Captains, umpires reach deal on disputed catches
Disputed catches won’t be referred to the third umpire in Thursday’s first Ashes Test unless absolutely necessary.
Australia captain Ricky Ponting and England skipper Michael Vaughan reached an agreement on Wednesday on the issue of contentious catches at a meeting with umpires Rudi Koertzen of South Africa and Aleem Dar of Pakistan, and match referee Ranjan Madugalle.
Ponting wanted to put in place a gentleman’s agreement whereby a batsman would take the word of the fielder if he claimed to be certain he took a catch. Vaughan wanted the decision left to the umpire.
The captains reached some middle ground, with all parties agreeing that the on-field umpires would make a decision if a fielder claimed to have caught the ball.
“What I want to do is take that decision out of the third umpire’s hands,” Ponting said.
“I think the technology that is being used just hasn’t been good enough to determine whether it’s been out or not out.

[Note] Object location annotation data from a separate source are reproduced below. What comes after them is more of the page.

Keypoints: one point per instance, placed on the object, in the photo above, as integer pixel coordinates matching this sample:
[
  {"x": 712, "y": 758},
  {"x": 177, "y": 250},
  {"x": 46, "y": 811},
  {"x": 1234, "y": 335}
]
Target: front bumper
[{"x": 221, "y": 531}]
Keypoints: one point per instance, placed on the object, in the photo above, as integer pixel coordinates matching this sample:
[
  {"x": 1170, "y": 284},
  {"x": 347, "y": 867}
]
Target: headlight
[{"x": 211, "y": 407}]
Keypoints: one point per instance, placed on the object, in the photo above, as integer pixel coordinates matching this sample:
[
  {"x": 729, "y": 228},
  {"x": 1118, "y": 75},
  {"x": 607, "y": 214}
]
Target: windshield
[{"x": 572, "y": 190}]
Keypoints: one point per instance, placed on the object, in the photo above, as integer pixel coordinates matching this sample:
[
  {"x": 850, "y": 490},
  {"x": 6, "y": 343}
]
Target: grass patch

“I made very clear to the umpires in [the meeting] then, if this is the way we’re going to play and if this is the way we’re going to go about it, then it’s a big responsibility of yours, for the sake of the game, for you to make the decision on the field,” Ponting added. “They both said, ‘yes we’ll make a decision.”’
In rare instances where neither on-field umpire sees the disputed catch, they will defer to the third umpire.
Vaughan said he had wanted to give the umpires the chance to do their job.
“If one of the players says, ‘I’m not too sure,’ the umpires generally say it’s not out, it hasn’t really been sent to the third umpire,” Vaughan said.
“That’s the way that we think it should continue, to allow the umpire the option to give you out or not out.”
England’s Mark Benson will act as TV umpire for the first Test.